KBRN, Medan: Kematian bayi kerap menjadi ujian berat bagi orang tua. Namun dalam perspektif Islam, peristiwa tersebut menyimpan hikmah dan kemuliaan besar. Hal itu disampaikan Ustadz Izhar Syafawi S.Pdi dalam Kajian Mutiara Pagi RRI Medan pada Senin pagi (5/1/2026), dengan topik “Kematian Bayi adalah Simpanan Syurga.”

Ustadz Izhar menjelaskan bahwa setiap bayi yang lahir ke dunia berada dalam keadaan suci dan tidak memiliki dosa. Hal ini sebagaimana sabda Rasulullah SAW bahwa setiap anak terlahir dalam keadaan fitrah.

“Bayi yang meninggal dunia berada dalam keadaan suci, tidak membawa dosa. Karena itu, ia menjadi simpanan surga bagi orang tuanya,” jelas Ustadz Izhar.

Ia menambahkan, keutamaan tersebut juga berkaitan dengan sikap orang tua dalam menghadapi musibah. Orang tua yang bersabar, ikhlas, tidak meratap, dan tidak mengeluh atas kepergian anaknya akan mendapatkan balasan besar dari Allah SWT.

Dalam salah satu riwayat, Rasulullah SAW menyebutkan bahwa orang tua yang kehilangan dua atau tiga anak, lalu bersabar dan ikhlas, akan mendapatkan jaminan surga. Bahkan, anak-anak tersebut kelak menjadi penolong bagi orang tuanya di akhirat.

“Anak-anak itu akan menanti orang tuanya di surga, menyiapkan tempat, bahkan memohonkan ampunan agar orang tuanya dapat berkumpul bersama mereka,” ujarnya.

Ustadz Izhar juga menegaskan bahwa kematian bayi mengandung kasih sayang Allah SWT. Selain mengangkat derajat orang tua, peristiwa tersebut juga menjadi bentuk perlindungan Allah dari beban dunia dan akhirat yang lebih berat di kemudian hari.

Namun demikian, ia mengingatkan agar hadis tentang keutamaan ini tidak disalahpahami.
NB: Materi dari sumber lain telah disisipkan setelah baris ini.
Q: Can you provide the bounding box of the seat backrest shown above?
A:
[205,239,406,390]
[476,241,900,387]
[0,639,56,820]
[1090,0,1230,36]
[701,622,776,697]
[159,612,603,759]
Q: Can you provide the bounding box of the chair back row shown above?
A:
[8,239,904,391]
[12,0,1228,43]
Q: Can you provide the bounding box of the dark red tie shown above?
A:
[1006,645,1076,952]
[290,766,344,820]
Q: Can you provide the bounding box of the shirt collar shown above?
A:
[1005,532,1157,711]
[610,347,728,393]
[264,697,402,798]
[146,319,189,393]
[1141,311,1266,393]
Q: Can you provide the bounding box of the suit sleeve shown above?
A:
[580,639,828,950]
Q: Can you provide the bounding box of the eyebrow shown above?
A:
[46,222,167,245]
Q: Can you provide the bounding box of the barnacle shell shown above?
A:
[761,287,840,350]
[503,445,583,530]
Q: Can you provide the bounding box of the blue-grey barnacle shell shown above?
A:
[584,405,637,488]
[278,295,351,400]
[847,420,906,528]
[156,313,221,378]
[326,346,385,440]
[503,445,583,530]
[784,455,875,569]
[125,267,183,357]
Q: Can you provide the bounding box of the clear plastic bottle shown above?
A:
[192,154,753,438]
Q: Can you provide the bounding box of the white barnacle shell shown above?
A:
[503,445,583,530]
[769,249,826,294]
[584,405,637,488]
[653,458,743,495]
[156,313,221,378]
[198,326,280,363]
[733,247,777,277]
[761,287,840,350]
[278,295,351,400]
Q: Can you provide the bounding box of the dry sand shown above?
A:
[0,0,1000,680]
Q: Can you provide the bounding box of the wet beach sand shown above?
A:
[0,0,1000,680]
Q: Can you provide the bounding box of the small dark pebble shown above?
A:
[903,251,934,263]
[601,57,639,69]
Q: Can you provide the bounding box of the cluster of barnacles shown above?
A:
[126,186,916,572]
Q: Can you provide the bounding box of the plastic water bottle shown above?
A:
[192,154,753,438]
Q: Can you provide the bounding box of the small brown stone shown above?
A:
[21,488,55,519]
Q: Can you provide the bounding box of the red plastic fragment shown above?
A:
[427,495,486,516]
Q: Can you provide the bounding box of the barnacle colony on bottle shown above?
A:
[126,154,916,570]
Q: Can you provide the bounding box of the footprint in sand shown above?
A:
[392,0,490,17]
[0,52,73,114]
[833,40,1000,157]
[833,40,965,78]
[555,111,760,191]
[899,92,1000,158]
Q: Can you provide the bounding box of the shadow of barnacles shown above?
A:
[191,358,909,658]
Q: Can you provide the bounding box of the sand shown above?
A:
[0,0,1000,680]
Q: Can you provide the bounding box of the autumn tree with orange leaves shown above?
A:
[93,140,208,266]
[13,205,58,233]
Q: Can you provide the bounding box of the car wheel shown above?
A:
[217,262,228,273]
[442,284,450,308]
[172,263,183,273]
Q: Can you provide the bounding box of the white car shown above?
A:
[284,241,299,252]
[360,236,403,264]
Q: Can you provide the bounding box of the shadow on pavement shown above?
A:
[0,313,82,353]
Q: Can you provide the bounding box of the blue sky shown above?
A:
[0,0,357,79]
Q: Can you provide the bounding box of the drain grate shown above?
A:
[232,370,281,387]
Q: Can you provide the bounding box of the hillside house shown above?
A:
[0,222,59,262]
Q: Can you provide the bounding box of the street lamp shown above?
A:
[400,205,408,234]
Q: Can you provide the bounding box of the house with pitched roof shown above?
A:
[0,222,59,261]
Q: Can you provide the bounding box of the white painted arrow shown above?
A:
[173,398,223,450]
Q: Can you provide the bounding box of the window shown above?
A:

Kematian bayi yang dimaksud adalah wafat karena takdir Allah, bukan akibat perbuatan sengaja seperti aborsi atau pembunuhan, yang justru termasuk dosa besar.

Sebagai penutup, Ustadz Izhar mengajak umat Islam untuk senantiasa ridha terhadap takdir Allah, meningkatkan keimanan, dan menjadikan setiap ujian sebagai jalan mendekatkan diri kepada-Nya. (Maulidina Hanum Hutasuhut)

Rekomendasi Berita

Berita Terbaru

Memuat berita terbaru.....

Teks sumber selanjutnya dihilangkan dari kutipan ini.